Moreover, conducting the interviews semi-structured allowed the informants to shed light on and cover some topics that we might otherwise not have discovered in our research.

Throughout the interviews with the smallholder farmers, we tried to formulate questions in a neutral way and to avoid leading questions in order to assure validity and comparability between the interviews. Due to the technicality of the topic, we tried to simplify the concept and made sure to frame the questions in an easily understandable way. We realised that the understanding and talkativeness of each informant varied a lot and hence questions in some of the interviews were leading, which we deemed necessary in order to grasp and understand the informant as complete as possible. After each interview, we offered our contact information so they could contact us in case of any further questions. From the informants that agreed, we recorded the interviews in order to assure that no points were missed. For the ones that did not want the interview recorded, extensive notes were taken throughout the interviews. However, we know that this puts the data at risk of interviewer bias, as the notes reflect our interpretations of the information provided by the informants.

3.4.3 Data Processing and Coding

To ensure that we got the most out of our data and that it was available for a comprehensive analysis, we transcribed the interviews shortly after they were conducted (Appendix 1-10).

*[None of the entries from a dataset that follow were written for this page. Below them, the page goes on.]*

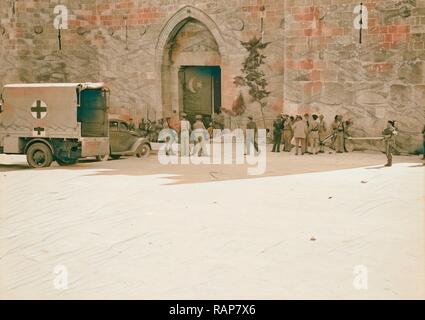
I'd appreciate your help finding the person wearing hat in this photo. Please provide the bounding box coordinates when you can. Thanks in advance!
[192,115,208,157]
[272,116,283,153]
[180,113,190,157]
[319,114,328,153]
[282,114,292,152]
[332,115,345,153]
[246,116,259,155]
[309,114,320,155]
[382,121,398,167]
[422,125,425,160]
[293,116,308,155]
[304,113,311,153]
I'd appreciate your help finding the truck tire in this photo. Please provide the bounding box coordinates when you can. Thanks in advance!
[56,159,78,167]
[136,143,151,158]
[27,143,53,168]
[96,154,110,162]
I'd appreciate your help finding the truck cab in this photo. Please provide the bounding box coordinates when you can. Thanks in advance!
[0,83,110,168]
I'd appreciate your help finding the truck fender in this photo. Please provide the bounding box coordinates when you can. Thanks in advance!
[24,139,55,155]
[131,138,152,153]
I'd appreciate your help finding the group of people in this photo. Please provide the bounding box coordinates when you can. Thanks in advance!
[133,111,425,166]
[272,114,352,155]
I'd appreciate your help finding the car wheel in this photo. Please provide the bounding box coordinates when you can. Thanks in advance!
[56,159,78,167]
[96,154,110,162]
[27,143,53,168]
[136,144,151,158]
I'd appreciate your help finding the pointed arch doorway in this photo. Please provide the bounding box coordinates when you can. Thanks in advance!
[157,7,225,124]
[179,66,221,126]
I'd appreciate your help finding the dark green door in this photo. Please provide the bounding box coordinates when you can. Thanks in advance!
[180,66,221,126]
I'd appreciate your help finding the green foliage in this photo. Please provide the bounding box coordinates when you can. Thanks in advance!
[234,37,270,108]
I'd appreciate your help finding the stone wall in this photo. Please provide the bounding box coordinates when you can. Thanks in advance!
[0,0,425,151]
[284,0,425,151]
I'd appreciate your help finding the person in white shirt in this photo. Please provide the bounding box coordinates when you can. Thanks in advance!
[180,113,191,157]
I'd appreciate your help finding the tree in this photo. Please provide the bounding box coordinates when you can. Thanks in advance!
[234,37,270,128]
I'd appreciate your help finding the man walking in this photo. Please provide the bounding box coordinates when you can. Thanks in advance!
[422,125,425,160]
[304,113,310,153]
[180,113,190,157]
[246,116,259,155]
[309,114,320,155]
[332,116,344,153]
[382,121,398,167]
[272,116,283,153]
[319,114,328,153]
[293,116,308,155]
[283,114,293,152]
[192,115,208,157]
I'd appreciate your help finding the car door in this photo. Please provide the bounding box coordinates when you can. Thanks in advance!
[109,120,121,153]
[119,122,136,152]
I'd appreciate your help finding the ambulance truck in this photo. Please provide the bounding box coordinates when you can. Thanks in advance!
[0,83,110,168]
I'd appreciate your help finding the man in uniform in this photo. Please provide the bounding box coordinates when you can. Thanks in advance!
[283,114,292,152]
[422,125,425,160]
[272,116,283,153]
[319,114,328,153]
[303,113,310,153]
[169,110,180,133]
[332,116,344,153]
[246,116,259,155]
[213,111,224,130]
[192,115,208,157]
[180,113,190,157]
[293,116,308,155]
[309,114,320,155]
[382,121,398,167]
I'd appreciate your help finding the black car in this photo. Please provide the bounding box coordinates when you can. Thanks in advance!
[105,119,152,159]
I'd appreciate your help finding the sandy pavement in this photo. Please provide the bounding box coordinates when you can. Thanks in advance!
[0,153,425,299]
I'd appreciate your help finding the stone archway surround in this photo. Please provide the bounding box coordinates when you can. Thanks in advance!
[155,6,228,119]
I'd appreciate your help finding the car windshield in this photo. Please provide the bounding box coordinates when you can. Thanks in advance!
[120,122,128,131]
[109,121,118,131]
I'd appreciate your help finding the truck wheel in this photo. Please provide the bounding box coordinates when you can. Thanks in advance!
[136,144,151,158]
[56,159,78,167]
[27,143,53,168]
[96,154,109,162]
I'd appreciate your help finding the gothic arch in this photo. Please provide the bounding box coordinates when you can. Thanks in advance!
[156,6,226,63]
[155,6,227,116]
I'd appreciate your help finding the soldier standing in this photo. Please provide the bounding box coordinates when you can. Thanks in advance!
[293,116,308,155]
[272,116,283,153]
[332,116,344,153]
[319,114,328,153]
[382,121,398,167]
[422,126,425,160]
[304,113,310,153]
[192,115,208,157]
[309,114,320,154]
[283,114,292,152]
[246,116,259,155]
[180,113,190,157]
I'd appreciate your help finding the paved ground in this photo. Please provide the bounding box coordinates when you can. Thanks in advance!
[0,153,425,299]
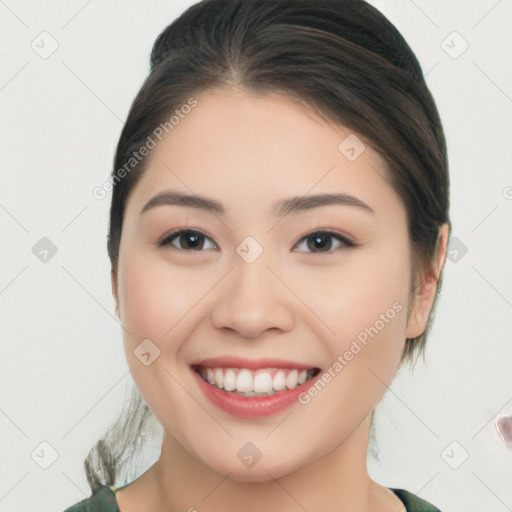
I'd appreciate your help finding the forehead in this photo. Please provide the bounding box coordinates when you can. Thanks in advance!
[125,89,403,220]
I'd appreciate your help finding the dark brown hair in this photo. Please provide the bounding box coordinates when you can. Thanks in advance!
[86,0,451,492]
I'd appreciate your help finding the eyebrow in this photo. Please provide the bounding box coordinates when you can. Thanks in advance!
[141,190,375,217]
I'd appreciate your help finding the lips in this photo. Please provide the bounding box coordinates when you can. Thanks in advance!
[191,357,320,418]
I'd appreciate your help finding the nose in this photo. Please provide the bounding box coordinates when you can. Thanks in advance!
[211,251,296,338]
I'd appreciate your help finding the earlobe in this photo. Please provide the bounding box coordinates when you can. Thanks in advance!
[406,224,449,338]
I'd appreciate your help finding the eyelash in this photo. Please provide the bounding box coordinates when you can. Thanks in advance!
[156,229,358,257]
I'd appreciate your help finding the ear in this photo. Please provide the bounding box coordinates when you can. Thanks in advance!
[406,224,450,338]
[110,268,121,320]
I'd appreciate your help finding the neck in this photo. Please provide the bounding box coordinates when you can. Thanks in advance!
[143,415,376,512]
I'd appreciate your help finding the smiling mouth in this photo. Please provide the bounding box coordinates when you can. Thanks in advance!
[192,365,320,397]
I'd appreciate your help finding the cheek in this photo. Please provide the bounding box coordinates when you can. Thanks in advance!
[119,257,203,347]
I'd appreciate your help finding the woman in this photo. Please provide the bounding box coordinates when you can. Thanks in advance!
[63,0,450,512]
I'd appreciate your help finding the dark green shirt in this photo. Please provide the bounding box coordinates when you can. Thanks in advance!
[64,485,440,512]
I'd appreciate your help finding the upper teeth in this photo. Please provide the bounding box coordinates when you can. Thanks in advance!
[199,368,314,396]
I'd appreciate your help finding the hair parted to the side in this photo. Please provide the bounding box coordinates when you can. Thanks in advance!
[85,0,451,493]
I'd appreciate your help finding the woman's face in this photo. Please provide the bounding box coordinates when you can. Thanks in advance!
[114,90,432,481]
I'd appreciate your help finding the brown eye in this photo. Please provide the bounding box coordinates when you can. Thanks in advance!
[158,229,217,251]
[298,231,355,254]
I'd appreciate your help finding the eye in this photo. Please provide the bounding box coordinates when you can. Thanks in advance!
[157,229,217,251]
[295,231,356,254]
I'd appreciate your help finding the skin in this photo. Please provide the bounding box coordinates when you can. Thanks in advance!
[112,88,448,512]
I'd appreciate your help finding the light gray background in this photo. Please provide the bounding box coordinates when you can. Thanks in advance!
[0,0,512,512]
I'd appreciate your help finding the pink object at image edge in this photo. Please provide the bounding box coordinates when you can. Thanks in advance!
[494,416,512,448]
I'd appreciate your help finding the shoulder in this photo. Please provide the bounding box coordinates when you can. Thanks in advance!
[64,485,119,512]
[391,489,441,512]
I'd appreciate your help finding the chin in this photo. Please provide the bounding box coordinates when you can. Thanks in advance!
[204,457,300,483]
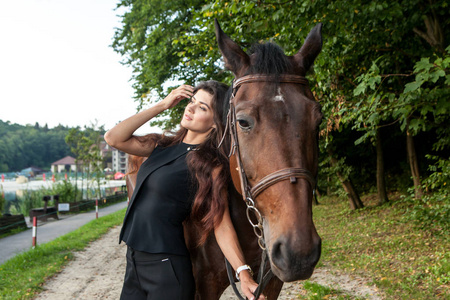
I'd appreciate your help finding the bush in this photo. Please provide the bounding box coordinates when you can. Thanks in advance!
[406,156,450,233]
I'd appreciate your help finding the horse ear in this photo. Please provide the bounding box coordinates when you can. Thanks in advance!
[214,19,250,77]
[294,23,322,72]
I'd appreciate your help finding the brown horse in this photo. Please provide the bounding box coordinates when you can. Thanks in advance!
[127,21,322,300]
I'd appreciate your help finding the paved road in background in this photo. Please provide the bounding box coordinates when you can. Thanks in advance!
[0,201,127,264]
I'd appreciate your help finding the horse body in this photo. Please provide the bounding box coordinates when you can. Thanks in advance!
[127,21,322,300]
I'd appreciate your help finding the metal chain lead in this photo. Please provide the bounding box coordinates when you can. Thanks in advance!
[245,197,266,251]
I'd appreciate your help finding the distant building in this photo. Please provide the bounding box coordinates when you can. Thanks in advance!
[20,166,44,177]
[51,156,77,173]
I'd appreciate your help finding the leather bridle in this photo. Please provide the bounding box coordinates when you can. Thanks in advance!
[219,74,316,299]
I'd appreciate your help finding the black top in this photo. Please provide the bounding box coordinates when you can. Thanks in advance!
[119,143,196,255]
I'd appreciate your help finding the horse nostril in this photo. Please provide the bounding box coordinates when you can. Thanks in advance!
[272,241,289,270]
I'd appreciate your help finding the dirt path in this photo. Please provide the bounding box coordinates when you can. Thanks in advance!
[35,227,383,300]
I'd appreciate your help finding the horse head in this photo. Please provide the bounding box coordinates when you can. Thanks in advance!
[215,20,322,282]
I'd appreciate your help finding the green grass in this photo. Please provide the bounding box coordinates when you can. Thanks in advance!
[308,197,450,299]
[298,281,363,300]
[0,209,126,300]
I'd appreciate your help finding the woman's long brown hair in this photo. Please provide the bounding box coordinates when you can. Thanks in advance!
[128,80,230,244]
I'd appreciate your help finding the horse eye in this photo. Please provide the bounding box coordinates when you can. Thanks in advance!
[237,120,250,130]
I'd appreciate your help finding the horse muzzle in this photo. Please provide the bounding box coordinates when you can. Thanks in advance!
[269,235,322,282]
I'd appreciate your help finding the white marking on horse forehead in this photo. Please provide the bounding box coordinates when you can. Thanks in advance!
[273,87,284,102]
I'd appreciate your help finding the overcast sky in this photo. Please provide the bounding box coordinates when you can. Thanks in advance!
[0,0,158,131]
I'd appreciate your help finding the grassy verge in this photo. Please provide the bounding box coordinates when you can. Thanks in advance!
[0,209,126,299]
[305,198,450,299]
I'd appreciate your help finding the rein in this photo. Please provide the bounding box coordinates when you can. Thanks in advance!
[218,74,316,300]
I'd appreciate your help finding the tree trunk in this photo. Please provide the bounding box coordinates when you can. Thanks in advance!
[328,150,364,210]
[376,129,389,205]
[406,119,423,199]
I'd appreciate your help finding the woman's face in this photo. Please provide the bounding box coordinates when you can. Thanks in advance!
[181,90,215,133]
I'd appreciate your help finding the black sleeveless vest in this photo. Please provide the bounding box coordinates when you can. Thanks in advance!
[119,143,196,255]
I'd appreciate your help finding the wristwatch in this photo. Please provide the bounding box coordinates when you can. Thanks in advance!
[236,265,253,281]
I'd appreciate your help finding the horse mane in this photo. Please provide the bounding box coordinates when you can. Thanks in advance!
[222,42,292,126]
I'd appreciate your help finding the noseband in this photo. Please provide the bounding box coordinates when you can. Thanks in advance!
[219,74,316,299]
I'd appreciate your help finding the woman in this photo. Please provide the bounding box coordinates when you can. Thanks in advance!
[105,81,264,300]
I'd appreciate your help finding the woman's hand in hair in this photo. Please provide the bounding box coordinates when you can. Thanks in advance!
[161,84,194,109]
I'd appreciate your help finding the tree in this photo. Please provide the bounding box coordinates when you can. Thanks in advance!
[113,0,450,207]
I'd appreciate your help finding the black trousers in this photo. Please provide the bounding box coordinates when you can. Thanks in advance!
[120,246,195,300]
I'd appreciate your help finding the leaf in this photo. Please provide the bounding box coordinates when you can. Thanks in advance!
[403,81,423,94]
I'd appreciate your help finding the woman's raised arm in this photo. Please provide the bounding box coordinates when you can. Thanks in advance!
[105,85,193,157]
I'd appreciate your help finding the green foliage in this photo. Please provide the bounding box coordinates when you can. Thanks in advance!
[65,124,105,198]
[405,156,450,234]
[113,0,450,202]
[0,120,71,172]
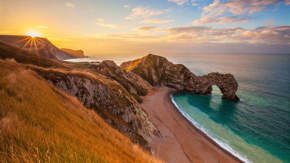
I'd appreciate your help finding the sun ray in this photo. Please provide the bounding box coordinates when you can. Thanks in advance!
[13,36,31,45]
[33,38,39,55]
[19,38,32,53]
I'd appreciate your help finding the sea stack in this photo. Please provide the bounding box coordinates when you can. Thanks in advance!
[120,54,240,101]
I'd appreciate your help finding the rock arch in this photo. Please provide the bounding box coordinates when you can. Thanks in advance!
[195,72,240,101]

This meant that our memories were still present and it decreases the risk of missing important points. In order to analyse our data systematically, we coded our farmer interviews (Appendix 12). We divided our findings into seven main determinants that we considered the most important for the smallholder farmers’ adoption of circular economy from the interviews. Having identified the seven main determinants, we were able to more precisely categorise our findings in terms of the main determinants’ impact on circular economy

adoption. Coding our data, we had in mind our unified understanding of circular economy practices in the agricultural sector. Our secondary data has been used to support or oppose the findings from our primary data.